Figura 73 Cluster analysis, dati negativi (senza NlGR1), metodo Complete Linkage.

Con entrambi i metodi, risulta evidente la separazione dei campioni GRCR e GRIdrico rispetto ai corrispondenti gruppi formati dalle suddivisioni per stress: stress idrico e chimico formano cluster ben distinti. Tutti i campioni sottoposti a stress termico si raggruppano e si scostano nettamente dagli altri campioni (anche per la modificazione per il gene GR).

Le medesime analisi statistiche sono state realizzate per i dati ottenuti da ionizzazione positiva, ottenendo risultati simili e comparabili: con la prima e seconda componente principale si distinguono in modo netto gli stress subiti dalle piante wild e geneticamente modificate (figura 74), mentre con la prima e terza, come evidenziato dai colori, si possono isolare i tratti tipici delle piante modificate per il gene GR (figura 75).

Figura 74 PCA, dati positivi, prima e seconda componente principale.

Figura 75 PCA dati positivi, prima e terza componente.
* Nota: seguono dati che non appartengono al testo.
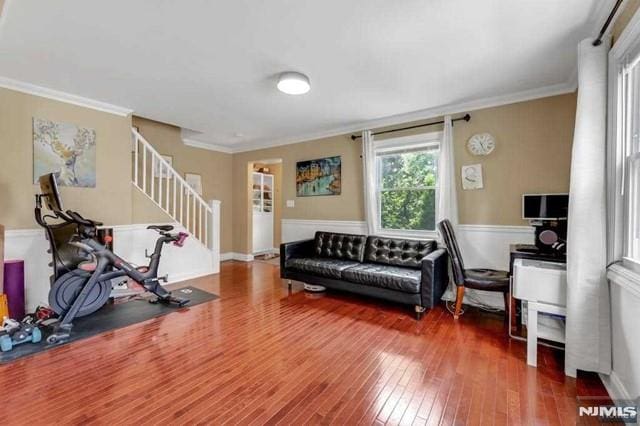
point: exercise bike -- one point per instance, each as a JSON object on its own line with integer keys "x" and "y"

La varianza totale spiegata con le prime due componenti è 52.95%, minore rispetto è quella spiegata con l’analisi dei dati in ionizzazione negativa.

Nelle figure 76 e 77, sono rappresentate le analisi dei cluster ottenuti con due metodi statistici differenti. Con il metodo Complete linkage (figura 76), vi sono nette suddivisioni per stress, senza alcuna eccezione e non si evidenzia la distanza tra i campioni NLGR e NLGR1, escluso dalle elaborazioni in ionizzazione negativa.

Figura 76 Cluster analysis, dati positivi, metodo Complete Linkage.

Figura 77 Cluster analysis, dati positivi, metodo di Ward.

L’analisi con il metodo di Ward, invece, mostra come campioni di piante naturali e modificate rol C siano molto più simili rispetto ai campioni modificati per il gene GR, in particolare quello stressato idricamente che si allontana molto dai campioni sottoposti al medesimo stress.

In quest’ultima analisi si nota anche come la distanza di legame sia lievemente maggiore rispetto a quella registrata nelle analisi precedenti con lo stesso metodo. Ricorrendo alle basi teoriche, la distanza è un parametro inverso rispetto alla similarità e per questo, i campioni analizzati con ionizzazione positiva dovrebbero essere maggiormente differenti tra loro rispetto a quella negativa.